I tried to explain the whole human-being aspect of everybody needing to dump on somebody. Stepdad smacks mom, mom yells at the kid, kid finds the dog and kicks it. (Not that we had one. I wrecked some havoc on my Transformers though.) We’re the dog of America. Every make of person now has their proper nouns, except for some reason, us. Hicks, rednecks, not capitalized. I couldn’t believe this was news to Tommy. But I guess I’d seen the world somewhat, with our division games where they called us trailer trash and threw garbage at us. And TV, obviously. The month I moved out of Coach’s, Chiller TV was running this entire hillbilly-hater marathon: Hunter’s Blood, Lunch Meat, Redneck Zombies. And the comedy shows, even worse, with these guys acting like we’re all on the same side, but just wait. I dated a Kentucky girl once, but she was always lying through her tooth. Ha ha ha ha. Turns out, Tommy had squandered his youth on library books and had zero experience with cable TV.
He kept wanting to know why. Like I knew. “It’s nothing personal,” I said.
He was fidgeting with his shirtsleeves, unrolling and rolling them to his elbows. Finally he looked up. With tears in his eyes, honest to God. “It is, though. I’m afraid Sophie won’t ever want to come here. She says her mom keeps asking why she couldn’t date somebody closer to hand. What if her whole family thinks I’m just some big, toothless dumbass?”
Damn. I hoped Sophie’s family wasn’t watching Redneck Zombies. Or Deliverance. You try to tune this crap out till it sneaks up and socks you, like the sad day of Demon’s slam-book education. It’s everybody out there. Reading about us being shit-eater loser trash jerkoffs.
“Your teeth are A-okay,” I said. “She probably thinks you’re the exception to the rule.”
He looked defeated, shaking his head. “People want somebody to kick around, I get that. But why is it us? Why couldn’t it be, I don’t know, a Dakota or something? Why not Florida?”
“Just bad luck, I reckon. God made us the butt of the joke universe.” At that point I knew it probably wasn’t God. But I had nothing better on offer.
Where Tommy used to draw skeletons, now he collected proof of getting scorned. I told him to quit torturing himself, but he was as hooked on his poison as I was on mine. Even the comic strips were against him. Those came in a packet every week, and he had to pick out four to lay out on the last page. All lame, unfunny four-panels of kids acting rated-G naughty, talking dogs, yuk-yuk. Tommy could choose any three, but the fourth always had to be Stumpy Fiddles that they’d been running forever: lazy corn pones with hairy ears, big noses, patched clothes worse than any I wore as a foster. Old Maw nags, old Paw skips out on any threat of work to hide behind the outhouse with his shine jug.

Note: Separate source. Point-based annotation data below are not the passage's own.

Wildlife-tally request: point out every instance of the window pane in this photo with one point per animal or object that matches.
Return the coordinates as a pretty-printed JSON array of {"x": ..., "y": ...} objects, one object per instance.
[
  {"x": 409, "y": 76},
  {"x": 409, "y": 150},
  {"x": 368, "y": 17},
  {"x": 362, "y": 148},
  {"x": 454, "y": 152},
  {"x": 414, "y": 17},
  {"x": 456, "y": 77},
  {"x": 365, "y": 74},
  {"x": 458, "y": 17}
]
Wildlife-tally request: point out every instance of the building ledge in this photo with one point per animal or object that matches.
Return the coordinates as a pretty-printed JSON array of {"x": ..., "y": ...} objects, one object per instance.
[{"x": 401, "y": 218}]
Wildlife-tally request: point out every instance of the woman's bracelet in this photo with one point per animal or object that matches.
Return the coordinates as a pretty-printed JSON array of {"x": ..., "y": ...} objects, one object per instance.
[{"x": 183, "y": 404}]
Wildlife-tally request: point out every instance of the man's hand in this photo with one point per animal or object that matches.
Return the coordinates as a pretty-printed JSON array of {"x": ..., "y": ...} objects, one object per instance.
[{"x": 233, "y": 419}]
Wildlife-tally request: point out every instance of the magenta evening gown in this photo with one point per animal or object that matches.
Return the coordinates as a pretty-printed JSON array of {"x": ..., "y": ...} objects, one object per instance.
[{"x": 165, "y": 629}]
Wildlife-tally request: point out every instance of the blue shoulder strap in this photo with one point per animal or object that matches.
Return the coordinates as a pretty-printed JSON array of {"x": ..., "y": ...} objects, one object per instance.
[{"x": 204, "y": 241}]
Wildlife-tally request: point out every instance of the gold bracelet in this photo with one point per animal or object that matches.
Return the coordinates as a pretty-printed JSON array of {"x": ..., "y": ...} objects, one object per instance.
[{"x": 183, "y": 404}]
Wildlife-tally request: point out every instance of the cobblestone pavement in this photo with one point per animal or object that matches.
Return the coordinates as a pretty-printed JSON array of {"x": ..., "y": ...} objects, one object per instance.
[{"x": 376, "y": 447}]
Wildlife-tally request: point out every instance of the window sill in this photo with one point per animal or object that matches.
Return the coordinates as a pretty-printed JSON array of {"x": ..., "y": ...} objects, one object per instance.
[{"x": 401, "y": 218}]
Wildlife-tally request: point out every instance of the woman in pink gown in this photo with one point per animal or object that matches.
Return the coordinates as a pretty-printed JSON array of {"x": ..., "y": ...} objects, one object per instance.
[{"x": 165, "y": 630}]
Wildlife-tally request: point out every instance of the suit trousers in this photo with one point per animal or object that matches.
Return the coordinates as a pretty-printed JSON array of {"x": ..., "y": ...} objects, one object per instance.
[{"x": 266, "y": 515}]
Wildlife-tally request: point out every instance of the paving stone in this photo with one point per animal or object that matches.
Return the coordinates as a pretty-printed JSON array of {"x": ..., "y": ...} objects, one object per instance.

It wrecked Tommy to run this strip. I offered to draw in palm trees to make it Florida, which we both knew would not fool anybody. It was the same deal. This was the one comic strip of existence with so-called local interest.
“Local my ass,” I said. “Whoever draws this has never been here. He’s blowing his wad on us every week, everybody out there laughs, and we swallow the jizz. Stumpy fucking Fiddles is garbage.” To prove it, I wadded him up and threw him away.

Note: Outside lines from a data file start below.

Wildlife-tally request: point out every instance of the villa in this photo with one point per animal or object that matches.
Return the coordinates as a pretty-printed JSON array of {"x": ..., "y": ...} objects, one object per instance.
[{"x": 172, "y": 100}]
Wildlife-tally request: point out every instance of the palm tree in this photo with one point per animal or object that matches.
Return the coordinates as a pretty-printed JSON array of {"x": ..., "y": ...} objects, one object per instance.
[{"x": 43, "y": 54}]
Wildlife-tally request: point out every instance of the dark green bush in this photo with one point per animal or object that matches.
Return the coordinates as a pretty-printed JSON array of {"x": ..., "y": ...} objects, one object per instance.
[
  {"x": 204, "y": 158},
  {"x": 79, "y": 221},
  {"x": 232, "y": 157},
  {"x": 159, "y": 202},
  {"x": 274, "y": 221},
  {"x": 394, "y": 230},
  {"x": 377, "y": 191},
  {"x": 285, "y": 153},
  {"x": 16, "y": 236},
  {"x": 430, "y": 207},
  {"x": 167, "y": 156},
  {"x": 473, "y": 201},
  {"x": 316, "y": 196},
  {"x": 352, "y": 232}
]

“Oh Lord,” Tommy said to the trash can. “Pinkie’s going to tan my hide.”
“It’s not even good drawing.” I got it out, unwadded it, and flattened it on the light table. “Look how he puts the same face on every character. Men, women, babies. That’s just lazy.”
Tommy got this wild look. “Okay, let’s see you do better. Superhero needed here. I’ll watch.” And he did. Just like in our Creaky Farm days of old.